At 13, Harry was apprenticed to Mr. Tanner’s to learn the art of needle and thread, and of operating a business. After a year, the man trusted him enough to let him run the shop by himself from time to time — an impressive show of faith in a town where he competed with three other tailors. And even his competitors came to church to hear him sing, particularly at Christmas.
One of Mr. Tanner’s regular customers was a local factory owner. Unlike many of the factory owners who had been brought from privileged backgrounds to town by the canal, Kenneth Burke had been raised by a factory worker and had even taken his place alongside his father in the textile mill when he was of age. As such, he was there the day that the factory owner made one of his rare tours of the side of the factory with the heavy machinery. A running machine broke loose from its moorings on the floor and started to tip over, threatening to land where the man was standing. The elder Mr. Burke reacted quickly and pushed him out of the way, only for the machine to land on him, crushing him.

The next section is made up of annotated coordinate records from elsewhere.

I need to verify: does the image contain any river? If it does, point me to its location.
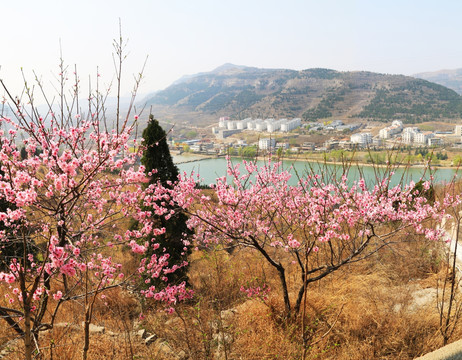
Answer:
[175,158,460,186]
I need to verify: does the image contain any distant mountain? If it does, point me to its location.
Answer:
[412,69,462,94]
[147,64,462,123]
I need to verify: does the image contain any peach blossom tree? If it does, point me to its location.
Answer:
[0,63,191,359]
[182,161,459,317]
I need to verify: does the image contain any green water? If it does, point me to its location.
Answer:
[177,158,460,185]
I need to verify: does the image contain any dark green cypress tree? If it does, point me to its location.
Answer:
[141,114,192,286]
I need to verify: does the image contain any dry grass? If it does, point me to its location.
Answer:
[0,225,462,360]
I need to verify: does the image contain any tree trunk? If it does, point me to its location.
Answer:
[24,304,32,360]
[82,309,90,360]
[276,265,291,317]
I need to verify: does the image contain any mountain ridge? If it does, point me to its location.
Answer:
[147,63,462,123]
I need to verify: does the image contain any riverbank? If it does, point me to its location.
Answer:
[172,153,218,164]
[231,156,458,170]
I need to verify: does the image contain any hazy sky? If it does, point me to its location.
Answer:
[0,0,462,94]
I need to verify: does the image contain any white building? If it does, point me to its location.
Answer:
[454,125,462,136]
[258,138,276,150]
[281,118,302,132]
[402,127,420,144]
[414,131,435,145]
[379,120,403,139]
[350,133,372,147]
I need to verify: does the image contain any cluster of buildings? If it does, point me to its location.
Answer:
[212,116,302,139]
[379,120,448,146]
[306,120,361,132]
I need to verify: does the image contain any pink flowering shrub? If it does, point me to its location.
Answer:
[0,77,191,357]
[178,161,460,315]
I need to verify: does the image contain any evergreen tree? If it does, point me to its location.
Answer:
[141,115,179,186]
[141,114,192,286]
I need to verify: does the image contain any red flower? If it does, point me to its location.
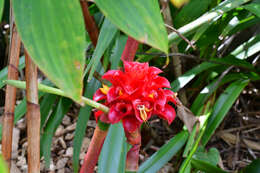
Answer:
[93,61,176,132]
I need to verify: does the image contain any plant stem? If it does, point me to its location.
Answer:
[179,120,207,173]
[125,129,141,172]
[80,0,99,47]
[2,24,21,171]
[5,80,109,113]
[80,121,109,173]
[25,51,41,173]
[121,36,139,61]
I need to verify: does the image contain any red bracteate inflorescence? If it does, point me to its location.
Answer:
[93,61,176,133]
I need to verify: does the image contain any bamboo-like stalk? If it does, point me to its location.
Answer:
[121,36,139,61]
[80,0,99,47]
[125,129,141,172]
[5,80,109,113]
[80,122,108,173]
[25,51,41,173]
[2,24,21,171]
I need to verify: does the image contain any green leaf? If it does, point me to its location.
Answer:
[191,73,246,115]
[98,123,127,173]
[0,0,5,22]
[41,97,72,167]
[110,35,127,69]
[191,159,227,173]
[243,3,260,18]
[12,0,86,102]
[192,147,220,166]
[138,131,189,173]
[168,0,250,44]
[72,75,100,172]
[231,34,260,59]
[85,19,118,81]
[0,155,8,173]
[201,79,249,146]
[95,0,168,53]
[0,56,25,88]
[171,62,218,92]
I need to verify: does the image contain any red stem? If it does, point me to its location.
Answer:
[125,129,141,172]
[2,24,21,171]
[121,36,139,61]
[25,51,41,173]
[80,125,108,173]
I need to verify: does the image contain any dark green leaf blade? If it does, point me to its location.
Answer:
[138,131,189,173]
[244,3,260,17]
[12,0,86,102]
[95,0,168,53]
[86,19,118,80]
[191,159,227,173]
[41,97,72,167]
[201,79,249,146]
[72,76,100,172]
[171,62,218,92]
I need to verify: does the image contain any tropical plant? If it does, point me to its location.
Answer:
[0,0,260,173]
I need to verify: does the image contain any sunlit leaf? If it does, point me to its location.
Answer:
[95,0,168,53]
[12,0,86,102]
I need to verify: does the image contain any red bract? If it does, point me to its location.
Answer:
[93,61,176,132]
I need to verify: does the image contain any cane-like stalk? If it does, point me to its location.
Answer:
[25,51,41,173]
[2,24,21,169]
[125,129,141,172]
[80,121,109,173]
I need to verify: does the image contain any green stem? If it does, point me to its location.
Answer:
[179,120,207,173]
[4,80,109,113]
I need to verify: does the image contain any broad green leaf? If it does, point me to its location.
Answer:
[95,0,168,53]
[0,92,44,140]
[98,123,127,173]
[243,3,260,18]
[192,147,220,166]
[41,97,72,167]
[0,56,25,88]
[223,16,260,37]
[241,159,260,173]
[110,35,127,69]
[85,19,118,80]
[191,159,227,173]
[72,75,100,172]
[171,62,218,92]
[138,131,189,173]
[201,79,249,146]
[168,0,250,44]
[12,0,86,102]
[0,0,5,22]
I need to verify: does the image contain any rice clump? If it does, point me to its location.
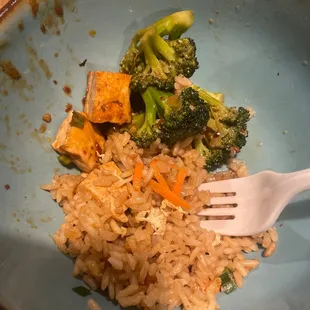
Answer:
[41,133,278,310]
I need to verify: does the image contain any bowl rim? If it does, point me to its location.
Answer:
[0,0,24,24]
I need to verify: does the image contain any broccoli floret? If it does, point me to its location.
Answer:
[191,85,250,133]
[120,11,198,91]
[194,137,230,171]
[190,85,250,154]
[131,90,157,148]
[148,87,209,145]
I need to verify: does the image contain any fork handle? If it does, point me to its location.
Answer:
[279,169,310,198]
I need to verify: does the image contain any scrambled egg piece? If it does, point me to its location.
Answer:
[84,71,131,124]
[52,111,105,172]
[136,208,167,236]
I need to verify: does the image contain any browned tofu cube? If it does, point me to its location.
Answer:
[84,71,131,124]
[52,111,105,172]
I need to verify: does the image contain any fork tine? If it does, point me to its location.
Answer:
[200,220,236,236]
[198,208,237,217]
[198,179,238,193]
[210,195,237,205]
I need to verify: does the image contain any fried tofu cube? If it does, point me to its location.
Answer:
[52,111,105,172]
[77,162,128,223]
[84,71,131,124]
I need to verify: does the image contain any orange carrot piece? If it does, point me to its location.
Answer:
[150,159,170,190]
[172,167,187,196]
[149,180,191,210]
[132,162,144,192]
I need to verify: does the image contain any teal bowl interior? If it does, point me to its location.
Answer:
[0,0,310,310]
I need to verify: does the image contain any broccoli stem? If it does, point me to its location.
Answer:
[192,85,227,135]
[147,87,172,116]
[141,33,167,78]
[146,10,195,39]
[192,85,223,109]
[141,88,157,128]
[152,33,176,62]
[194,137,211,157]
[131,113,145,130]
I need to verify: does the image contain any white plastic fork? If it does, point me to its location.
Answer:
[198,169,310,236]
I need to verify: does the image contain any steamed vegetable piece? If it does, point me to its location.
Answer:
[120,11,198,92]
[84,71,131,124]
[220,267,237,294]
[132,87,209,148]
[52,111,105,172]
[175,76,250,171]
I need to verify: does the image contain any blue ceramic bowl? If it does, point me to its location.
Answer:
[0,0,310,310]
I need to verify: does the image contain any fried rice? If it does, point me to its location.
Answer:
[41,133,278,310]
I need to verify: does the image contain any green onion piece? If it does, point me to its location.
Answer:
[70,111,85,129]
[220,268,237,295]
[57,155,72,166]
[72,286,91,297]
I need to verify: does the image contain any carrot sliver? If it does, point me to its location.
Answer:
[150,160,170,190]
[172,167,187,196]
[149,180,191,210]
[132,162,144,192]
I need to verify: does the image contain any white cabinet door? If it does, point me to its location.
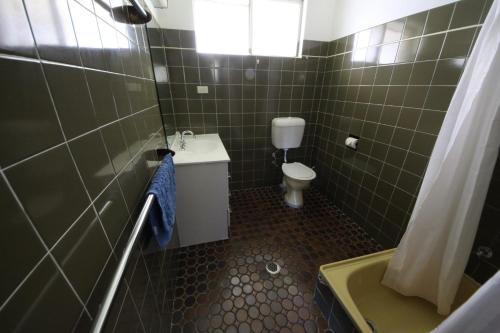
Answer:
[175,163,229,246]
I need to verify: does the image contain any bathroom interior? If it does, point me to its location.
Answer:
[0,0,500,333]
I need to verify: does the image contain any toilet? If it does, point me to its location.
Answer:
[271,117,316,208]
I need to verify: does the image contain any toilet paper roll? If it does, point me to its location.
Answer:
[345,136,358,149]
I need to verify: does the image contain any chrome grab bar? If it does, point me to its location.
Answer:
[130,0,148,18]
[90,194,155,333]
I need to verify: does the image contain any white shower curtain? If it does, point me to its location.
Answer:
[382,0,500,314]
[432,272,500,333]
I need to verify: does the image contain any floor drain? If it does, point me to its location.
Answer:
[365,319,377,333]
[266,262,281,275]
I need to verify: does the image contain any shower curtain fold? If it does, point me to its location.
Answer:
[382,0,500,314]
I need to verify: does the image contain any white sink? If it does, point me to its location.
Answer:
[184,138,219,154]
[170,133,229,165]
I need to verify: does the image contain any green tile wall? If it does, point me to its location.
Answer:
[148,28,328,189]
[314,0,500,281]
[0,0,165,332]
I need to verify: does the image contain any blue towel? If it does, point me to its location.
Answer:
[147,154,175,247]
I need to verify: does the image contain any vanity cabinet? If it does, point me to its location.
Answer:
[175,162,230,246]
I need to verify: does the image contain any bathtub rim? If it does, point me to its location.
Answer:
[319,248,481,333]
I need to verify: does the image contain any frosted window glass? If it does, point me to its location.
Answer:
[193,0,250,54]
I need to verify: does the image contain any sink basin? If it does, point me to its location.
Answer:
[170,133,229,165]
[184,138,218,154]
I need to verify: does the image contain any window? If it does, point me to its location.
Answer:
[193,0,307,57]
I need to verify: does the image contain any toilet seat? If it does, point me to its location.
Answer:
[281,162,316,180]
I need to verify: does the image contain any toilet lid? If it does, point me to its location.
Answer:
[281,162,316,180]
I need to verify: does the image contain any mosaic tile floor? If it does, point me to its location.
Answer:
[158,187,381,333]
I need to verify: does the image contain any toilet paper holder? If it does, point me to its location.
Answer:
[345,134,359,150]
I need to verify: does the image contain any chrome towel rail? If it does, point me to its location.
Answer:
[90,194,155,333]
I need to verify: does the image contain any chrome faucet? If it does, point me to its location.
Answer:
[181,130,196,150]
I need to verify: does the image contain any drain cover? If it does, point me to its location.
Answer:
[365,319,377,333]
[266,262,281,275]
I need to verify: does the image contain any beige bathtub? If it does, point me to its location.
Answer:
[320,250,479,333]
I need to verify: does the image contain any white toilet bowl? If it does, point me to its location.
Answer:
[281,162,316,208]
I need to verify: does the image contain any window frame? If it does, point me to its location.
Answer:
[192,0,309,58]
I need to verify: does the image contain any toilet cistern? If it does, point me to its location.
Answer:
[180,130,196,150]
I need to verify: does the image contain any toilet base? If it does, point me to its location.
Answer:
[284,187,304,208]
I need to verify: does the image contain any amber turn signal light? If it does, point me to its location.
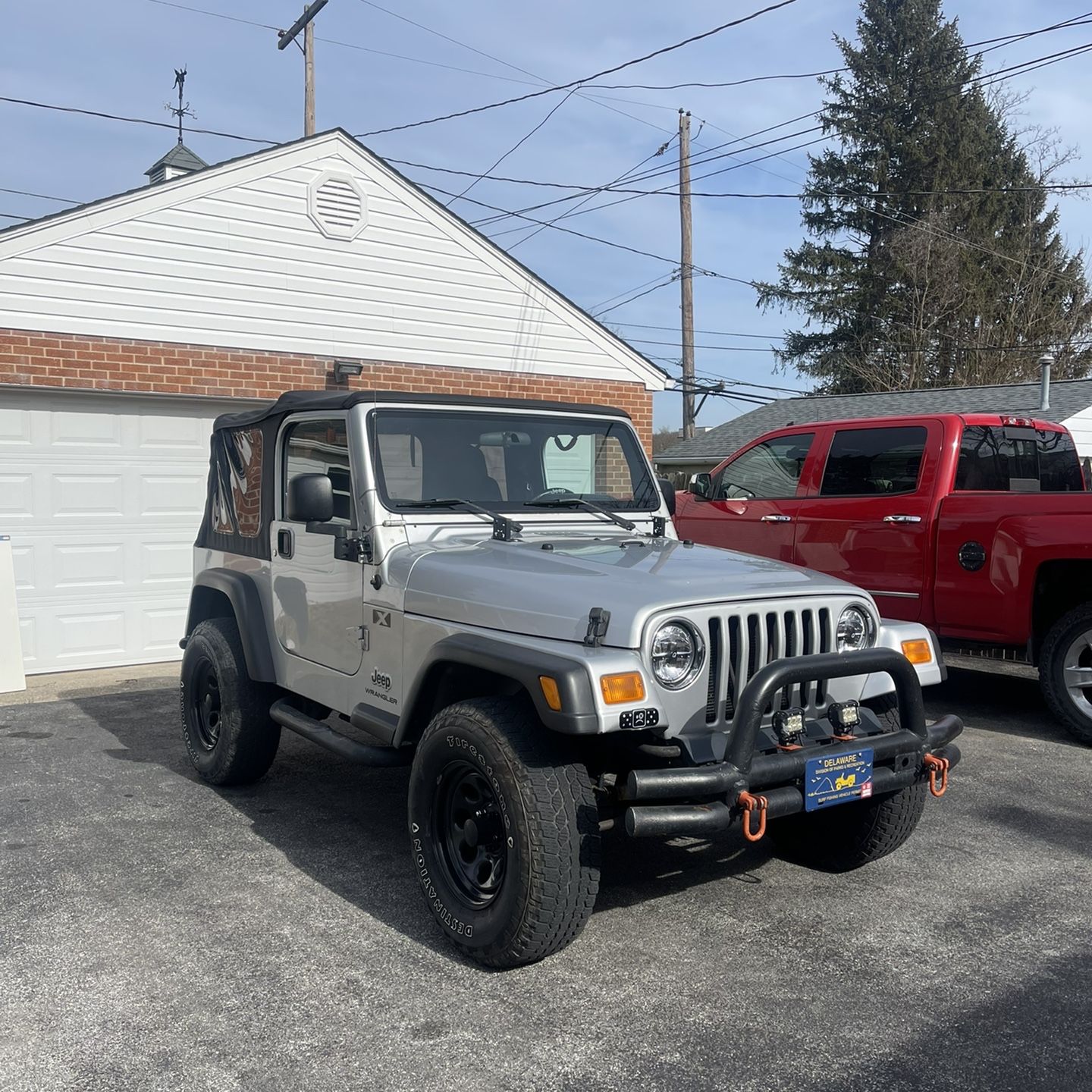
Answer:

The factory owner, overwhelmed with gratitude for the actions of the man who had saved his life ... and overwhelmed with a desire to make sure young Kenneth never told anyone that he and his father had been warning the man for months that the machine needed to be re-anchored ... endowed Kenneth and his mother with a sizable sum of money. Not to admit liability, of course, just because he had such a heart and wanted to show his sorrow and concern for them.
Unwilling to return to work at the place where he saw his father killed, Kenneth departed for Dayton. With the proceeds from the settlement for his father’s death and some capital from a local investor, he opened his own factory that produced fine furniture. Quickly gaining a reputation as a fair and honest employer, he had to turn away countless men who sought employment from him, but still took on as many as he could.
Kenneth joined the local church shortly after his arrival in Dayton, where he made the acquaintance of a tailor, Martin Tanner. The two men bonded over a shared desire for social connection and a shared appreciation of craftsmanship, whether in the medium of carefully carved wood or of skillfully woven needle and thread.
When Kenneth asked for, and received, his beloved Victoria’s hand in marriage, Martin offered to sing for them during the ceremony. Kenneth was unashamed of the tears that the humble tailor’s interpretation of “Love Divine, All Loves Excelling” elicited from him that day.